O garoto continuou a organizar suas coisas e a sala antes de ir embora quando alguém bateu na porta.

— Hey – tratava-se de Diógenes, o garoto “amigo” de Ágata.

— Fala aí – cumprimentou sorridente, mesmo que por alguma razão seu instinto dissesse que a visita não era amigável.

— Ouvi o Manolo te elogiando. Parabéns, cara, tu manda bem mesmo. Não é falatório.

— Valeu – respondeu sem jeito – Precisa de algo?

— Não exatamente. Ou sim, sei lá.

Ian ergueu a sobrancelha, indicando seu não entendimento do que o garoto.

— E então?

— Não é nada demais. É só que... Queria saber a quantas anda o teu rolo com a Ágata?

— Bem. Estamos bem.

— Tá, mas tipo bem como?

— Estamos convivendo, vivendo um dia de cada vez saca?

— Hum – Respondeu sem vontade – Falando aqui entre nós: Tu quer realmente algo sério com ela?

— Se for pra gente ficar junto...

— Não, cara, tô perguntando se TU quer do fundo do coração que ela fique contigo pro resto da vida...

O maior sentiu um embrulho no estômago. Um mês antes aceitaria sem sombra de dúvidas, mas agora que seus sentimentos por Dan pareciam ter triplicado de força de uma hora para outra, já não se entendia mais. Seu coração estava confuso.

— E-eu... Não sei. Não dá pra prever esse tipo de coisa.

— Se não dá, por que eu faço isso todos os dias? – Confessou.

Então era aquilo: Diógenes estava apaixonado por Ágata. Não era como se fosse uma grande novidade, pois a garota conseguia ser uma pessoa que ia muito além de um corpo bonito. Era uma moça de atitude, que não temia nada nem ninguém, ousada e provocativa. O tipo de garota que atraia Ian com mais facilidade que as demais (Afinal, não é por ser pan que era isento de certas preferências, mesmo que não se desse conta de sua existência). Porém como segurar uma garota assim sem saber o que se sente, quando há um coração que anseia a sua atenção com toda força como Dio aparentava estar?

— Olha, cara – começou ele – E-eu não vim aqui brigar nem te ameaçar. Só queria que... Tu pesasse um pouco o que tu sente por ela. Pensa se é o amor ou a amizade dela que te interessa mais.
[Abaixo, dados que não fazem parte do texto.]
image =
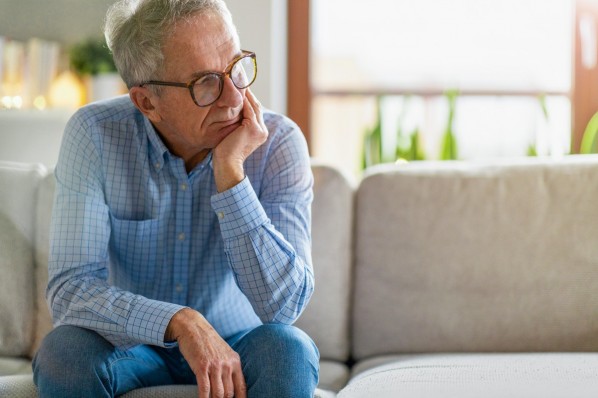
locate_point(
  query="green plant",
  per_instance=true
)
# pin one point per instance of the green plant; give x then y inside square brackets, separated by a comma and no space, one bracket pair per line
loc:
[449,141]
[91,57]
[588,141]
[372,145]
[408,145]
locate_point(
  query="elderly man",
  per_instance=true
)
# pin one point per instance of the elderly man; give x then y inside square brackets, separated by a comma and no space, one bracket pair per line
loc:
[180,248]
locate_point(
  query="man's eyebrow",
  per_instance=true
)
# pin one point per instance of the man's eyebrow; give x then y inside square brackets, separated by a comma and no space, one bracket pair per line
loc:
[201,73]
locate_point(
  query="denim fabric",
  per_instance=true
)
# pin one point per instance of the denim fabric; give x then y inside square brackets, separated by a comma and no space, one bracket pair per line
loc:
[277,360]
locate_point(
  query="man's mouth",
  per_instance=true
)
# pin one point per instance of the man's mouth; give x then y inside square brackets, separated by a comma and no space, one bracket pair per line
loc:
[229,126]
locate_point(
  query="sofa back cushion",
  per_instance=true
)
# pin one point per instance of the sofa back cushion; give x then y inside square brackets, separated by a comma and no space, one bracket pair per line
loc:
[45,202]
[326,319]
[18,184]
[457,256]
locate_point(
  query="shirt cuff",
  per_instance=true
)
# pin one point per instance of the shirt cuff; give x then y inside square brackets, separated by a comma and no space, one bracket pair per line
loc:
[238,210]
[149,319]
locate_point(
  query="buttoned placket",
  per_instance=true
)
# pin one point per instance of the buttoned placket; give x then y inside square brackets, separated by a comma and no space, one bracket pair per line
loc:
[183,197]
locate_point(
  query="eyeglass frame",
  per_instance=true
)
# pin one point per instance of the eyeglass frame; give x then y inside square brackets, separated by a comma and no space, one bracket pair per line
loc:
[222,75]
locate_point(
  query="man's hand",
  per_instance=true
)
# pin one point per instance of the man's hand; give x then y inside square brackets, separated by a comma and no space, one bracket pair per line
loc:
[230,154]
[217,367]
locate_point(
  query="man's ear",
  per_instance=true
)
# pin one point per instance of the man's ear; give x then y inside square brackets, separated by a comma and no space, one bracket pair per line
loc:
[144,100]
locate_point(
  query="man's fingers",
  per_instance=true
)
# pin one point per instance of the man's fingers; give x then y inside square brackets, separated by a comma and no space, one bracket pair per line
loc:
[203,385]
[228,384]
[216,385]
[240,386]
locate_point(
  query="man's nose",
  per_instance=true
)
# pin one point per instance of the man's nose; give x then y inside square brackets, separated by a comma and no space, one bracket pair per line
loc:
[231,96]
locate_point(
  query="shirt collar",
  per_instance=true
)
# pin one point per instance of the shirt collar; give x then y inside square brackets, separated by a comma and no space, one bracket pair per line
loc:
[157,149]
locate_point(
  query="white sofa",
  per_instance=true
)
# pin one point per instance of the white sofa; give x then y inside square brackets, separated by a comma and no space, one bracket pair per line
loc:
[433,279]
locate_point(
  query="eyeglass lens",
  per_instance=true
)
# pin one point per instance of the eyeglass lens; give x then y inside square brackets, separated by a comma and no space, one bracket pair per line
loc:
[207,88]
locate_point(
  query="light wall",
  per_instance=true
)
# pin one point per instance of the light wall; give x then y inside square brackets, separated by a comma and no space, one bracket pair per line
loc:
[261,25]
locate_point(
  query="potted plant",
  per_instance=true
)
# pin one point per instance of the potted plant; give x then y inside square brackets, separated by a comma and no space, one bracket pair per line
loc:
[92,60]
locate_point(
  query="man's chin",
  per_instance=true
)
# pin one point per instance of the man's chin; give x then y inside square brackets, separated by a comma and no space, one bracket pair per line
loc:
[226,130]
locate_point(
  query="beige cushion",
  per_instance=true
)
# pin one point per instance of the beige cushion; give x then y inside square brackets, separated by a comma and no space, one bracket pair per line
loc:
[457,256]
[326,318]
[524,375]
[18,184]
[45,202]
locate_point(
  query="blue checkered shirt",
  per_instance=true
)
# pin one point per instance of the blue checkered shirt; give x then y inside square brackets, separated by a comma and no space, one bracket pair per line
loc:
[135,238]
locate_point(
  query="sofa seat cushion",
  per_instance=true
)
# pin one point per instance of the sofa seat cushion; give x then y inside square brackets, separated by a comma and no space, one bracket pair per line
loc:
[14,366]
[333,375]
[476,375]
[18,184]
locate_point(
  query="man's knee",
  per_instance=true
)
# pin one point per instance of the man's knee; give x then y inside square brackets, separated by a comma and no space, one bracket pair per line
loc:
[281,360]
[70,358]
[289,341]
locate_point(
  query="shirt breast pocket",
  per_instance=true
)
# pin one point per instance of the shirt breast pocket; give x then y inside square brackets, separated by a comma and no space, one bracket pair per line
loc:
[136,251]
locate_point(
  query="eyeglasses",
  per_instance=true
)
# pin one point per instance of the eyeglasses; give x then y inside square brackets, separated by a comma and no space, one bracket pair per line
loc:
[206,88]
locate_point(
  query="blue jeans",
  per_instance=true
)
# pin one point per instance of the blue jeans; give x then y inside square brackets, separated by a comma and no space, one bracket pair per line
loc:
[277,361]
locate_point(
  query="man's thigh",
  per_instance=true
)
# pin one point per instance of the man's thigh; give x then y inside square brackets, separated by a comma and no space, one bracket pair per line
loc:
[73,361]
[278,361]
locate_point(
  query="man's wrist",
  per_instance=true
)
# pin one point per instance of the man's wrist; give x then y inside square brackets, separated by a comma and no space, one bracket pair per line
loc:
[228,175]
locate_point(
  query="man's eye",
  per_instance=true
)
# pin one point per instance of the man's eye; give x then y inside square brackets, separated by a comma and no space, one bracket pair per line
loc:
[207,81]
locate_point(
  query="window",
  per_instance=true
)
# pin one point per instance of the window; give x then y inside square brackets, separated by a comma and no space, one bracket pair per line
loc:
[509,61]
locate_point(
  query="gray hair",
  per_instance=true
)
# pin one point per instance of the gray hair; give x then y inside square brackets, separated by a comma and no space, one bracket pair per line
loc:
[136,30]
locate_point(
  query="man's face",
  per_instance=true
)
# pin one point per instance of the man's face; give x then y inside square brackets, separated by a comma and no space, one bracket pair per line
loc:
[204,43]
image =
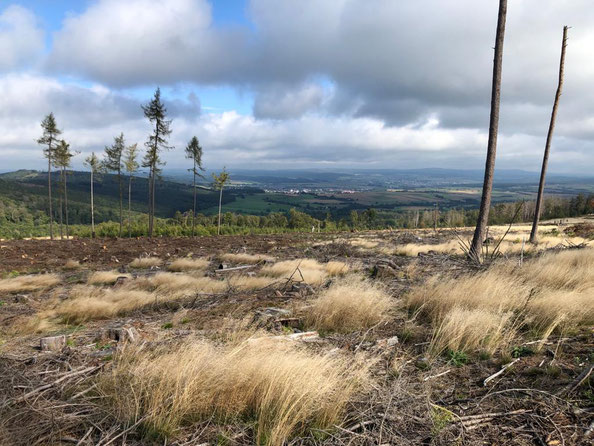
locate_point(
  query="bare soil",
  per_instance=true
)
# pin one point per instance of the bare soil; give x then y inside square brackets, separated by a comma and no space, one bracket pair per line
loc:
[540,400]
Não quero que se afaste dela, longe disso. Só quero que tu pense nisso que tô te falando entende?

— Sim. Entendo sim – afirmou, verdadeiramente.
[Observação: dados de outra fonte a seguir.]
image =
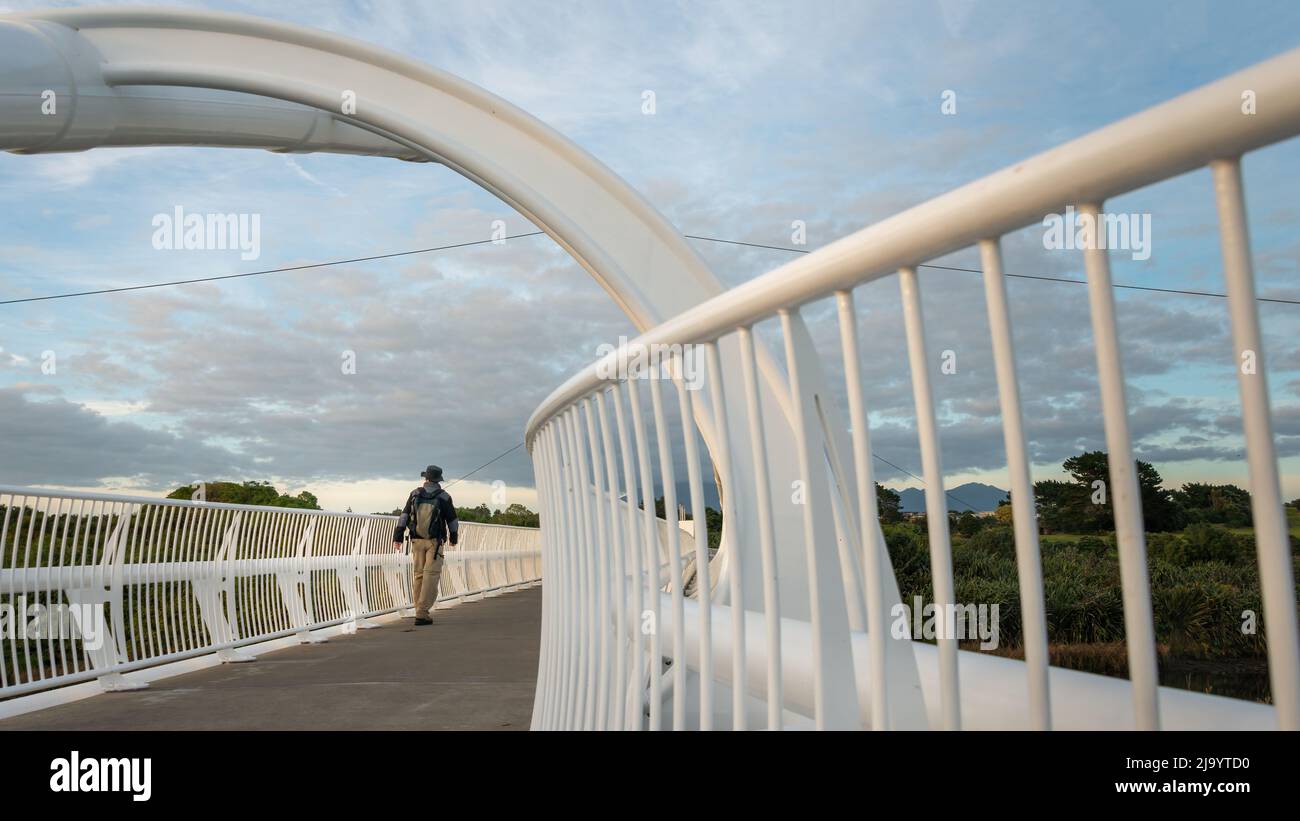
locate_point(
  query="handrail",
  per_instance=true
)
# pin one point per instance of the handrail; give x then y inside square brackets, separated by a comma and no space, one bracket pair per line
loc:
[98,585]
[1173,138]
[841,665]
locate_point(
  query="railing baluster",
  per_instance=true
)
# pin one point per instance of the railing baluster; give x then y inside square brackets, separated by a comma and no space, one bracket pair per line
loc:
[766,542]
[602,577]
[668,481]
[936,503]
[1272,538]
[1125,494]
[700,533]
[651,555]
[1025,517]
[722,435]
[618,704]
[874,554]
[636,672]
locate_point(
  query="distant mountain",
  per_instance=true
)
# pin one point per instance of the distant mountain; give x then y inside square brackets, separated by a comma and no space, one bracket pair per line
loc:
[976,496]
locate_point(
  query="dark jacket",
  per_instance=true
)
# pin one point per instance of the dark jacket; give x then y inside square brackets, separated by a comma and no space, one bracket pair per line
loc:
[446,525]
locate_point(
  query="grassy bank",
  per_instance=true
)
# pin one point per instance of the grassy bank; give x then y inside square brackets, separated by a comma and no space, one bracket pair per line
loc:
[1204,587]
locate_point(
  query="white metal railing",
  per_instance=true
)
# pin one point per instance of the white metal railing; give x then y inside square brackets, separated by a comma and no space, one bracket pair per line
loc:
[833,665]
[94,585]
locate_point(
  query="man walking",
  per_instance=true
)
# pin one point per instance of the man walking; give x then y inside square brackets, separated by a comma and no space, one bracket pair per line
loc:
[430,517]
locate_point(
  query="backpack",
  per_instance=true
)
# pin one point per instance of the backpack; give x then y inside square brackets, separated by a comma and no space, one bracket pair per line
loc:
[427,515]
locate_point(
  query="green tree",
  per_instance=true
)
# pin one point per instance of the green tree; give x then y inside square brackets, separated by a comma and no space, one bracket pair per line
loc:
[263,494]
[1064,507]
[1160,512]
[1220,504]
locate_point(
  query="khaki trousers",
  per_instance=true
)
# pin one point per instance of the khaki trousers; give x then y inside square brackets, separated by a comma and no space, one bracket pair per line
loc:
[425,573]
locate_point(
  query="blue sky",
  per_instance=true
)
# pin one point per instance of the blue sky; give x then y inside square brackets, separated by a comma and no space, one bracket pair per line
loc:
[766,113]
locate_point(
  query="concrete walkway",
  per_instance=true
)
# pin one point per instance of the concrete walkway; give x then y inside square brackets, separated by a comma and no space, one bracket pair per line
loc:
[473,669]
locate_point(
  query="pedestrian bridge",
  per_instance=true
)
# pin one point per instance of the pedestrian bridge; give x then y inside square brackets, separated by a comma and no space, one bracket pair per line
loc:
[642,625]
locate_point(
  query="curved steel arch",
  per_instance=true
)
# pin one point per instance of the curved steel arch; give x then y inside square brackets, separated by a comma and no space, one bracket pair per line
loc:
[102,59]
— Se realmente for ela que tu quer, tudo bem. Só faz ela feliz por mim tá? Não deixa ela ter o coração destroçado mais uma vez...
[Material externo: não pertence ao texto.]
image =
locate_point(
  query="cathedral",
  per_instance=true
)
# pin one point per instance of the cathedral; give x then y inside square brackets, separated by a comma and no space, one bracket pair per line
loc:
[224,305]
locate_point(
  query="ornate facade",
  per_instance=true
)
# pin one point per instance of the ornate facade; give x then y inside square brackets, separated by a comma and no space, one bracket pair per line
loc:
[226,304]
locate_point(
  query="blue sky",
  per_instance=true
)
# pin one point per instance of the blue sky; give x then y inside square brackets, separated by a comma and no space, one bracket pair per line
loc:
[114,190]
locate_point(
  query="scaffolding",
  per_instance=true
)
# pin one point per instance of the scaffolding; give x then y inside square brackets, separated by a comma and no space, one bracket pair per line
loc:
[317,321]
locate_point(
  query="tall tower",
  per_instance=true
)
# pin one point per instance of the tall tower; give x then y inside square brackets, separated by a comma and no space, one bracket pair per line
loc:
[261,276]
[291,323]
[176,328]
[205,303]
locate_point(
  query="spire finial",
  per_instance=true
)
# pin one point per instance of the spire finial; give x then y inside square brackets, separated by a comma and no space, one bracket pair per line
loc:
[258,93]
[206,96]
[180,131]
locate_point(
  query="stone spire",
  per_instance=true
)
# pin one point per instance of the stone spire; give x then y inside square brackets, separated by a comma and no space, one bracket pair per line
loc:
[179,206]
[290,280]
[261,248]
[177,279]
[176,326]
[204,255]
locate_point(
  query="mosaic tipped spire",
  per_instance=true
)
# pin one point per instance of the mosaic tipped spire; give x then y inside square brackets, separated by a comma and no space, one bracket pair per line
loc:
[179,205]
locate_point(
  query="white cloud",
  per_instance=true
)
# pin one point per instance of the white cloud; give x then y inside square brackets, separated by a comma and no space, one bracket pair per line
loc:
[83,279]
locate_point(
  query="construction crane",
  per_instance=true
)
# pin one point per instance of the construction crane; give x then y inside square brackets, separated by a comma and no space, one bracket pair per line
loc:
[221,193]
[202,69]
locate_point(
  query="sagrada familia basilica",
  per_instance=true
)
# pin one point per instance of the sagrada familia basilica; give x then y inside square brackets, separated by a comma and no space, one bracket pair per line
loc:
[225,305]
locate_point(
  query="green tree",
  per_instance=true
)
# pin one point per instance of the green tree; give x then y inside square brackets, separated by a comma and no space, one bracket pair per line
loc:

Ian então se surpreendeu com o que ouvira. O que ele queria dizer com aquilo?

— Já vou indo. Parabéns aí pelo talento – fez um gesto com a mão em sinal de que ia embora.

O outro nem se deu ao trabalho de responder, pois sua mente só pensava em uma coisa:

— Ter o coração destroçado mais uma vez... – ficou pensativo – Que história é essa?